Pengagum CEO Tampan

Pengagum CEO Tampan
Acara resepsi


__ADS_3

Seminggu setelah Dery dan Intan resmi menikah,tiba saatnya hari resepsi di rumah Dery.


Semua itu tak lepas dari rencana pak Herman.


Meski sebenarnya sang istri tak menyetujui acara tersebut namun pak Herman kekeh mengadakan acara nya.


Meski tak mewah dan hanya undangan orang sedesa,namun tak masalah.


Yang terpenting semua sudah tau jika Dery sudah menikah dengan Intan.


Sejujurnya pak Herman sendiri tak yakin pernikahan mereka akan langgeng.


Melihat sikap Dery yang begitu cuek terhadap istrinya.


Pak Herman merasa kasihan dengan Intan.


Ia yang sudah jauh dari keluarganya demi ikut sang suami,bukanya mendapatkan kasih sayang dan perhatian ia justru di anggap orang lain oleh suaminya sendiri.


Meski begitu pak Herman selalu berdoa semoga rumah tangga yang di jalani mereka akan baik-baik saja.

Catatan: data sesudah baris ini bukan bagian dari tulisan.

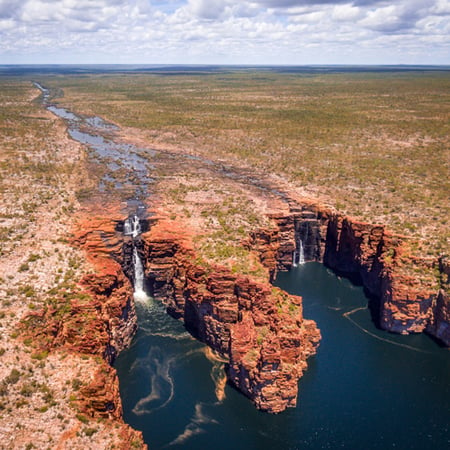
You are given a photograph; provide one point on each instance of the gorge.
(257, 330)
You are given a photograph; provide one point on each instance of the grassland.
(41, 170)
(374, 145)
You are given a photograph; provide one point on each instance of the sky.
(284, 32)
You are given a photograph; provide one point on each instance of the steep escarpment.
(259, 328)
(406, 291)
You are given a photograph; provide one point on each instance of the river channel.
(364, 389)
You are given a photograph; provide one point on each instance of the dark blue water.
(365, 389)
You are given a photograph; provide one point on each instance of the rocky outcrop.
(94, 317)
(439, 325)
(258, 328)
(403, 288)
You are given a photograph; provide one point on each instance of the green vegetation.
(374, 145)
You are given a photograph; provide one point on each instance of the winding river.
(364, 389)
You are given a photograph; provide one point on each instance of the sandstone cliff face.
(95, 317)
(260, 329)
(439, 325)
(404, 303)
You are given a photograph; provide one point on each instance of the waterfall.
(298, 257)
(301, 256)
(132, 227)
(139, 293)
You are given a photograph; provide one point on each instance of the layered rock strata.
(96, 317)
(404, 303)
(258, 328)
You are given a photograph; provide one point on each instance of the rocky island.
(214, 232)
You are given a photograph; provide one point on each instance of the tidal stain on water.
(365, 388)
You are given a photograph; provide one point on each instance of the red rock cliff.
(260, 329)
(406, 303)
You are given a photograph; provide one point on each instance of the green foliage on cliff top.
(375, 145)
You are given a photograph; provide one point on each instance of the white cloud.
(225, 31)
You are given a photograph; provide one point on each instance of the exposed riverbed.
(364, 388)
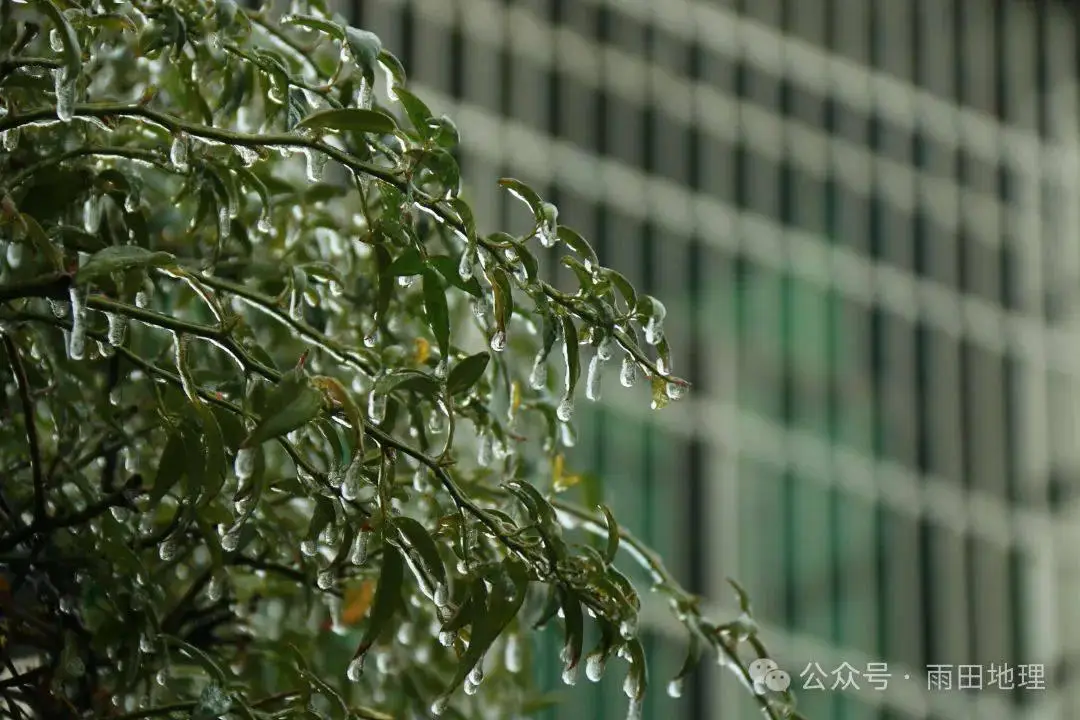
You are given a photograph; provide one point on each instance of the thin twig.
(40, 513)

Keluarga pak Herman hanya mengundang orang-orang terdekat dan saudara saja.


Karena letak pabrik yang tak jauh dari rumahnya,ia mengundang pimpinan dan orang-orang penting dalam pabrik.


Rania pun di undang oleh Intan dan Dery juga pak oleh pak Herman sendiri.


Rania bingung,antara berangkat atau tidak.


Namun ia tak tega dengan Intan.Ia takut Intan kecewa.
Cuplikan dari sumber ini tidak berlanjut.